Design the backups to be regularly exercised

Some types of backups are more amenable to being restored regularly in test environments. For example, our initial MongoDB database backups performed snapshots of our MongoDB database path. These proved difficult to restore, because they included local databases which contained information on replica set membership. This means that on startup, our staging MongoDB server would forget its existing replica set membership and try to talk to the production servers instead.

We switched to using mongodump to take a logical export of the database, simply so that we could restore it on the primary member of our existing staging replica set and update the entire replica set.

Sanitisation tips

After we’ve restored the databases, there are certain things we do to make them safe and usable in our testing environments.

  • Remove or obfuscate email addresses. We’re not fond of accidentally emailing people with test events we’ve created in staging, so we change people’s email addresses to be unusable, so that can’t happen.
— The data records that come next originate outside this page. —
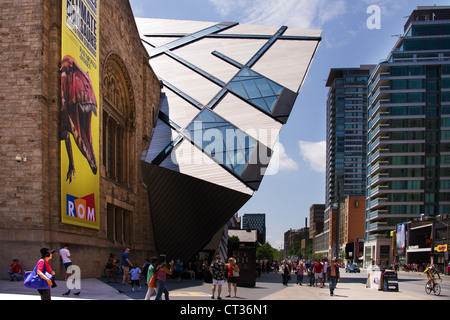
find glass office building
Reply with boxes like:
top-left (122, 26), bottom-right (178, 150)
top-left (325, 65), bottom-right (375, 207)
top-left (322, 65), bottom-right (375, 256)
top-left (242, 213), bottom-right (266, 244)
top-left (365, 7), bottom-right (450, 263)
top-left (136, 18), bottom-right (321, 261)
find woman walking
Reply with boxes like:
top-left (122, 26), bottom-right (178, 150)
top-left (155, 259), bottom-right (174, 300)
top-left (281, 260), bottom-right (291, 286)
top-left (226, 258), bottom-right (239, 298)
top-left (297, 262), bottom-right (306, 285)
top-left (36, 248), bottom-right (56, 300)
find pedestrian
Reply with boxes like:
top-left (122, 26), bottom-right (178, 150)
top-left (209, 255), bottom-right (226, 300)
top-left (130, 264), bottom-right (141, 292)
top-left (308, 260), bottom-right (315, 287)
top-left (281, 260), bottom-right (291, 286)
top-left (175, 258), bottom-right (183, 282)
top-left (142, 259), bottom-right (150, 285)
top-left (36, 247), bottom-right (56, 300)
top-left (155, 258), bottom-right (174, 300)
top-left (297, 261), bottom-right (306, 285)
top-left (327, 259), bottom-right (341, 296)
top-left (121, 248), bottom-right (133, 284)
top-left (8, 259), bottom-right (23, 281)
top-left (225, 258), bottom-right (239, 298)
top-left (323, 259), bottom-right (328, 285)
top-left (314, 259), bottom-right (323, 288)
top-left (145, 257), bottom-right (158, 300)
top-left (106, 253), bottom-right (117, 283)
top-left (59, 244), bottom-right (72, 280)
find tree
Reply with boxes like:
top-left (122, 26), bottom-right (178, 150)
top-left (256, 242), bottom-right (277, 260)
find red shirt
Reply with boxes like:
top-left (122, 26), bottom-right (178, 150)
top-left (314, 263), bottom-right (323, 273)
top-left (36, 259), bottom-right (52, 273)
top-left (9, 263), bottom-right (22, 273)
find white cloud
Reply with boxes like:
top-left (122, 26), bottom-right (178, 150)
top-left (298, 141), bottom-right (327, 173)
top-left (210, 0), bottom-right (346, 29)
top-left (265, 142), bottom-right (298, 175)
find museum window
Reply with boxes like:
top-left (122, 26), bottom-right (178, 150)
top-left (103, 55), bottom-right (133, 187)
top-left (106, 203), bottom-right (132, 244)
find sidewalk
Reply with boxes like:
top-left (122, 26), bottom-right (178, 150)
top-left (0, 273), bottom-right (442, 302)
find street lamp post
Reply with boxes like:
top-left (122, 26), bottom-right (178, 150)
top-left (422, 215), bottom-right (449, 268)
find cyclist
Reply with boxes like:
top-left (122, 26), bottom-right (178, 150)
top-left (423, 264), bottom-right (441, 288)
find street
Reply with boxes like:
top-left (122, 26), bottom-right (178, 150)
top-left (0, 269), bottom-right (450, 303)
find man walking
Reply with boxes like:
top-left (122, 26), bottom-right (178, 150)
top-left (209, 255), bottom-right (226, 300)
top-left (314, 260), bottom-right (323, 288)
top-left (59, 244), bottom-right (72, 280)
top-left (327, 259), bottom-right (341, 296)
top-left (121, 248), bottom-right (133, 284)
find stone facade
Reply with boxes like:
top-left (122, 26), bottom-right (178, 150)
top-left (0, 0), bottom-right (161, 278)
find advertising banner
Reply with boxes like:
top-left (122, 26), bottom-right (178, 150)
top-left (60, 0), bottom-right (100, 229)
top-left (396, 222), bottom-right (406, 256)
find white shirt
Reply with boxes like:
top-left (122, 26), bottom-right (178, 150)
top-left (59, 248), bottom-right (72, 263)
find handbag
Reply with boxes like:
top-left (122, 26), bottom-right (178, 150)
top-left (23, 263), bottom-right (53, 290)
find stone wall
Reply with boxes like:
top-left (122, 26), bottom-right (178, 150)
top-left (0, 0), bottom-right (160, 278)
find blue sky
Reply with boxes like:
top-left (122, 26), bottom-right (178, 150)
top-left (130, 0), bottom-right (448, 249)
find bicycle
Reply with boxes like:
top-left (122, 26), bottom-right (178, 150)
top-left (425, 279), bottom-right (442, 296)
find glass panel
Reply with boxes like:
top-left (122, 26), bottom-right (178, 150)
top-left (255, 78), bottom-right (275, 97)
top-left (228, 81), bottom-right (248, 99)
top-left (184, 108), bottom-right (256, 175)
top-left (269, 81), bottom-right (283, 95)
top-left (242, 80), bottom-right (261, 99)
top-left (250, 98), bottom-right (271, 113)
top-left (265, 97), bottom-right (278, 111)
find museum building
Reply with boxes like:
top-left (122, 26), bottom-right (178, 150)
top-left (0, 0), bottom-right (321, 278)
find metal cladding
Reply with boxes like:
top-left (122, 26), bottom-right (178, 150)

We leave people’s email addresses alone if they work at Songkick, so we can test email features by emailing ourselves.
  • Remove or obfuscate payment tokens. If it’s uncool to accidentally email people, accidentally charging them is positively hostile. Anything that’s used for payment needs to be removed.
  • Fix or replace information about the environment. It’s best to avoid keeping references to your technical environment in the same database as your application data, but sometimes it’s tricky to workaround. For example, our MogileFS installation needs to be kept in sync with our production one, to avoid problems with missing media. This means that we need to manually update the database to substitute the hostnames of the mogilefs servers.

Write code that can withstand the database going away

Unless you’ve put some work in, almost no database driver will gracefully handle the disappearance of a database server and then its re-appearance some time later. If the restore in your test environment is the first time you’ve tried this, you may find that you need to manually restart services, even after the database re-appears on the network.

The solution will vary depending on the database client being used, but often it’s a case of catching an exception, or changing some options when you establish the connection.

By making your applications reconnect to the database with no manual input, you are again fixing a problem that will eventually occur in production – a much more stressful time for it to be diagnosed and fixed.

Summary

Testing your database backups by restoring them automatically and regularly in your test environments is a great way to battle-harden your backups and applications and to make sure that your test environment looks like the real production environment.


If you’ve liked what you’ve read, why not head over to our jobs page? We’re looking for a Systems Engineer to add more touches like these to our infrastructure.

2 thoughts on “Testing your database backups: the test environment database refresh pattern

  1. Logical backups are the very last resort in my opinion.

    – lag slaves
    – slaves
    – filesystem backups
    – logical backups / dumps

    Nobody wants to be that guy restoring a nightly backup 23 hours after the last dump.

  2. Completely agree, backups are a last resort for production recoveries. Replication is our first line. I still feel better for knowing that our last line of defence is tested though.

    The lag slaves isn’t something I’ve done, but definitely worth looking at. Is it something that you’ve used for test environment refreshes?

    I think filesystem vs. logical dumps is a speed vs. convenience tradeoff. On MySQL, our dataset is larger and xtrabackup deals with untangling the master/slave replication details from the backup, so we use filesystem + logs.

    Our MongoDB dataset is tiny and dumping and restoring takes a few minutes; it was actually quicker than restoring snapshots for us. Plus it avoids any complexity around restoring into a replica set in staging.